My understanding was that the Earth that Arthur found and on which he met Fenchurch in So Long and Thanks for all the Fish was an Earth that was found in another dimension which the dolphins then used to replace the destroyed Earth.
And then the fling of hope, the finding of a shadow Earth in the implications of enfolded time, submerged dimensions, the pull of parallels, the deep pull, the spin of will, the hurl and split of it, the fight. A new Earth pulled into replacement, the dolphins gone.
This is in contrast with Mostly Harmless, where it is quite clear that Arthur was traveling through dimensions and ended up on an Earth in another dimension.

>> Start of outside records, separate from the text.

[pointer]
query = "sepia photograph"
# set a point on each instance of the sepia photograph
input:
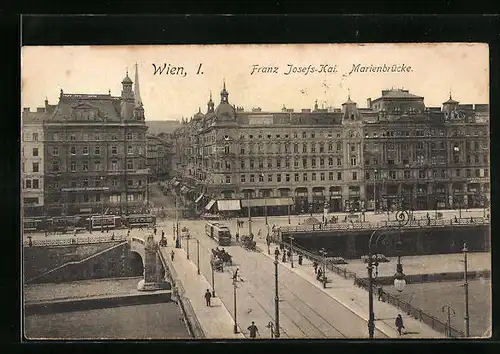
(256, 191)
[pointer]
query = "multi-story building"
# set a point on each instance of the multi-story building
(275, 159)
(32, 163)
(431, 157)
(394, 151)
(95, 153)
(158, 156)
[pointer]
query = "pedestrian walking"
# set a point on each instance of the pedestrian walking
(399, 324)
(253, 330)
(380, 293)
(208, 296)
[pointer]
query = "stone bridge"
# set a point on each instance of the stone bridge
(154, 271)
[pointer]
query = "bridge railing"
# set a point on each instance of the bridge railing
(192, 323)
(406, 307)
(73, 241)
(347, 225)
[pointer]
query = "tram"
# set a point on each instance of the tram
(219, 233)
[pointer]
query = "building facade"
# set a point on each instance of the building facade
(95, 153)
(396, 150)
(32, 162)
(158, 157)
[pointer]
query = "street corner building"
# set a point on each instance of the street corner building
(90, 150)
(395, 151)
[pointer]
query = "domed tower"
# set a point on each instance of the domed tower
(449, 106)
(224, 94)
(349, 109)
(210, 104)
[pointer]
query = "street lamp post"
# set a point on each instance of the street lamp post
(449, 310)
(466, 289)
(276, 299)
(402, 217)
(213, 283)
(323, 253)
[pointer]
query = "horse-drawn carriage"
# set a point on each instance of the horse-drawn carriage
(221, 258)
(248, 243)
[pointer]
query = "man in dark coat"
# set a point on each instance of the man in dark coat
(208, 296)
(399, 323)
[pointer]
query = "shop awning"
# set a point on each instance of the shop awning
(231, 204)
(210, 204)
(266, 201)
(199, 198)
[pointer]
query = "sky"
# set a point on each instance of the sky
(435, 70)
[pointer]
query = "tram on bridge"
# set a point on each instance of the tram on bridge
(219, 233)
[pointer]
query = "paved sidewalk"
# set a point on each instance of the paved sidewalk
(216, 321)
(356, 300)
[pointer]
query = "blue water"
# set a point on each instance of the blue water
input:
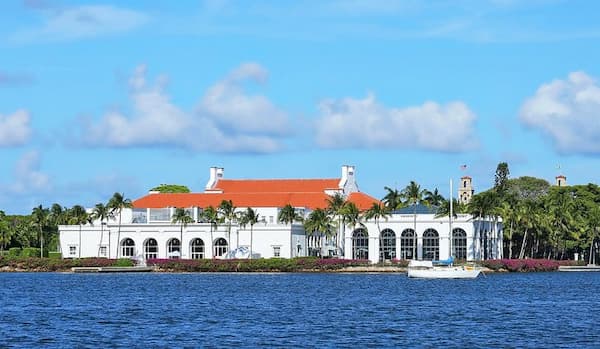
(543, 310)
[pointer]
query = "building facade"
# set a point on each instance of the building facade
(146, 231)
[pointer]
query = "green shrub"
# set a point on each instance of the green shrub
(30, 252)
(54, 255)
(14, 251)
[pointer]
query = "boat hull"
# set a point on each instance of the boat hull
(444, 273)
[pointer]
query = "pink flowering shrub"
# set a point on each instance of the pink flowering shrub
(254, 265)
(521, 265)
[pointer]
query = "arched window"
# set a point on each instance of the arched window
(360, 244)
(150, 249)
(387, 245)
(220, 247)
(459, 243)
(127, 248)
(197, 249)
(431, 244)
(407, 244)
(174, 249)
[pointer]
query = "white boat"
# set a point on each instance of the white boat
(444, 269)
(427, 270)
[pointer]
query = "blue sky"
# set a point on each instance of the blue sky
(100, 96)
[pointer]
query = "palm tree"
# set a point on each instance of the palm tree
(78, 216)
(227, 213)
(40, 219)
(181, 216)
(318, 221)
(414, 195)
(57, 217)
(377, 211)
(117, 203)
(352, 215)
(288, 215)
(211, 216)
(101, 212)
(249, 217)
(6, 236)
(335, 205)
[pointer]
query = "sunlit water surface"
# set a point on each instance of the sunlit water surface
(542, 310)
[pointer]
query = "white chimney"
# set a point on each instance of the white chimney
(348, 181)
(215, 174)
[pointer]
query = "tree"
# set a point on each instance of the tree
(352, 215)
(335, 205)
(78, 216)
(211, 216)
(377, 211)
(117, 203)
(480, 207)
(501, 178)
(183, 218)
(171, 188)
(320, 222)
(414, 195)
(392, 199)
(249, 217)
(101, 212)
(40, 219)
(227, 213)
(6, 236)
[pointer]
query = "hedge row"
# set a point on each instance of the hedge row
(525, 265)
(51, 264)
(254, 265)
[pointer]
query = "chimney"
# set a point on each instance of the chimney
(348, 182)
(215, 173)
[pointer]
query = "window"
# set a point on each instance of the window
(220, 247)
(387, 245)
(150, 249)
(431, 245)
(407, 244)
(360, 244)
(139, 215)
(160, 215)
(127, 248)
(174, 249)
(197, 249)
(459, 243)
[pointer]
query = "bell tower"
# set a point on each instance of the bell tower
(561, 181)
(465, 190)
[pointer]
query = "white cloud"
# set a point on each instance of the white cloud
(79, 22)
(14, 128)
(28, 178)
(227, 119)
(365, 123)
(568, 112)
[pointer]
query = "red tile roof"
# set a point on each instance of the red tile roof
(308, 200)
(276, 185)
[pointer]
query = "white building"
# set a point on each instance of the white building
(146, 231)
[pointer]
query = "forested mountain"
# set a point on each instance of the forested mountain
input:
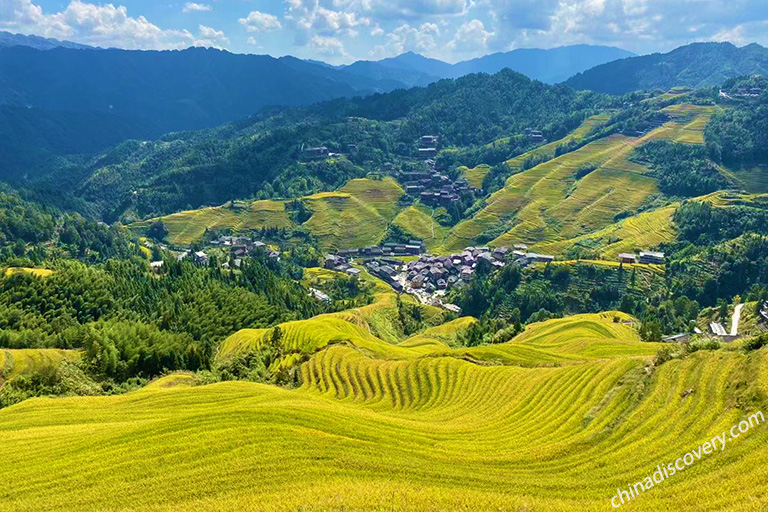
(237, 160)
(695, 65)
(174, 90)
(550, 66)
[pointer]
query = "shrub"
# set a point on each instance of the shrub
(756, 343)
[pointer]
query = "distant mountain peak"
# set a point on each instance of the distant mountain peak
(702, 64)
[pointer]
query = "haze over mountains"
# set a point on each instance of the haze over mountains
(64, 98)
(549, 66)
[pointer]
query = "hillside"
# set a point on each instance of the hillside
(262, 157)
(174, 90)
(554, 201)
(401, 429)
(695, 65)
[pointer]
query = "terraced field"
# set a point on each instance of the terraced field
(549, 202)
(548, 150)
(476, 175)
(552, 208)
(15, 362)
(189, 226)
(418, 221)
(555, 420)
(356, 216)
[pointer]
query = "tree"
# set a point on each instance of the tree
(158, 231)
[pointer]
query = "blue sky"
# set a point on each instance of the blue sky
(340, 31)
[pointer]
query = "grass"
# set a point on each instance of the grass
(548, 202)
(640, 232)
(550, 209)
(356, 216)
(555, 420)
(475, 175)
(419, 222)
(753, 179)
(25, 361)
(189, 226)
(39, 272)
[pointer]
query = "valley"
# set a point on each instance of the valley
(518, 282)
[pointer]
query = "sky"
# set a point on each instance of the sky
(342, 31)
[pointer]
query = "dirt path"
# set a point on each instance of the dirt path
(735, 320)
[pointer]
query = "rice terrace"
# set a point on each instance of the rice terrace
(383, 256)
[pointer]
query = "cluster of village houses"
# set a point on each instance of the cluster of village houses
(432, 187)
(239, 247)
(429, 273)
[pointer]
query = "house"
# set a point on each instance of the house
(414, 189)
(651, 257)
(682, 337)
(453, 308)
(539, 258)
(388, 271)
(626, 257)
(414, 250)
(428, 141)
(201, 258)
(318, 152)
(427, 153)
(319, 295)
(717, 329)
(500, 253)
(330, 261)
(239, 250)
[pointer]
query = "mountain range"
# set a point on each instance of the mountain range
(549, 66)
(49, 88)
(696, 65)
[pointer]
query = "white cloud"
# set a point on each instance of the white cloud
(471, 37)
(327, 17)
(210, 37)
(260, 22)
(407, 38)
(194, 7)
(328, 46)
(101, 25)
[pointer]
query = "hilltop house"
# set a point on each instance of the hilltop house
(651, 257)
(627, 257)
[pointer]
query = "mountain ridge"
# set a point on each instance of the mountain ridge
(695, 65)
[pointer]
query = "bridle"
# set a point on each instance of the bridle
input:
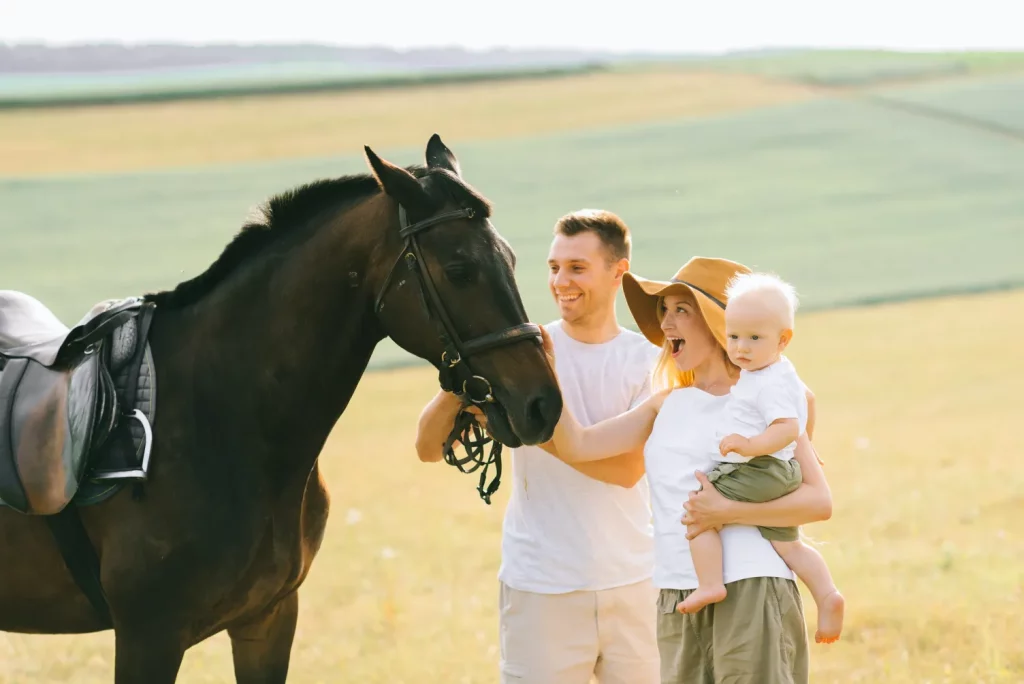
(456, 375)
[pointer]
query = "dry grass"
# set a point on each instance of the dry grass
(142, 136)
(920, 429)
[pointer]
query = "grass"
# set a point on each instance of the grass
(247, 129)
(916, 427)
(145, 88)
(848, 201)
(864, 68)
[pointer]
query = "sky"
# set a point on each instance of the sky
(681, 26)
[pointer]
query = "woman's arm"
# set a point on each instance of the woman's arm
(811, 502)
(436, 421)
(624, 433)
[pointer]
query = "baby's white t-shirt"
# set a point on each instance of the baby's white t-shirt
(759, 398)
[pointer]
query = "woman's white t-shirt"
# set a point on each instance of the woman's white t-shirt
(683, 440)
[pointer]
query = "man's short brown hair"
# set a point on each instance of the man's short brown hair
(612, 231)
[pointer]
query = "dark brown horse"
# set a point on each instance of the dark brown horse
(256, 359)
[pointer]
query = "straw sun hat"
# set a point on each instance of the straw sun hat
(707, 279)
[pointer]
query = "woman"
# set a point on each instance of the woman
(757, 634)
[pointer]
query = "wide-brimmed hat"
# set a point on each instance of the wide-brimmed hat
(706, 278)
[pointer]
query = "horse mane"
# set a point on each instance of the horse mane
(284, 214)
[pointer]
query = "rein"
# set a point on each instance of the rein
(455, 375)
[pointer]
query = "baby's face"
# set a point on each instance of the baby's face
(756, 334)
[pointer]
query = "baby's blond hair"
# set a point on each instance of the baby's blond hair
(780, 294)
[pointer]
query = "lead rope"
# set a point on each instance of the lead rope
(474, 438)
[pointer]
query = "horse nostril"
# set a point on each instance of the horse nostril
(545, 409)
(536, 411)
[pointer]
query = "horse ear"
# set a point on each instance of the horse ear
(439, 157)
(399, 183)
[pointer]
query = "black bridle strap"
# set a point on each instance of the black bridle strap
(501, 338)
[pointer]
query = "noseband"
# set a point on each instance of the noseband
(456, 375)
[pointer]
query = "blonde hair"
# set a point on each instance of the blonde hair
(781, 294)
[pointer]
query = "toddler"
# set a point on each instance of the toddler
(767, 411)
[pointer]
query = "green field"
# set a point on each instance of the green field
(34, 92)
(849, 201)
(860, 68)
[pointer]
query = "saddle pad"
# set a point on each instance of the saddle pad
(96, 492)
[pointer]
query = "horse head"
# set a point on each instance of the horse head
(449, 295)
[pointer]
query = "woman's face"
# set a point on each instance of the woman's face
(685, 330)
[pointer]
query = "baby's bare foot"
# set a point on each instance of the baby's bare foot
(700, 597)
(830, 618)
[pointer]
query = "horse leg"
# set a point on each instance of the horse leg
(142, 657)
(262, 647)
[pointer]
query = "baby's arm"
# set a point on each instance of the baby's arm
(779, 408)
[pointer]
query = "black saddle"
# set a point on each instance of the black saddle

Yet this seems to be contradicted in the introduction of And Another Thing (which, by the mention of Fenchurch, is clearly referring to So Long and Thanks for all the Fish):
Arthur Dent eventually returned to the hole in space where the Earth used to be and discovered that the hole had been filled by an Earth-sized planet that looked and behaved remarkably like Earth. In fact this planet was an Earth, just not Arthur’s. Not this Arthur’s, at any rate. Because his home planet was at the centre of a Plural zone, the Arthur we are concerned with had found himself shuffled along the dimensional axis to an Earth that had never been destroyed by Vogons. This rather made our Arthur’s day, and his usually pessimistic mood was further improved when he encountered Fenchurch, his soulmate. Luckily this idyllic period was not cut short by bumping into any alternate Universe Arthurs who may have been wandering around, possibly in Los Angeles working for the BBC.
So did Eoin Colfer mess up? Or am I missing something?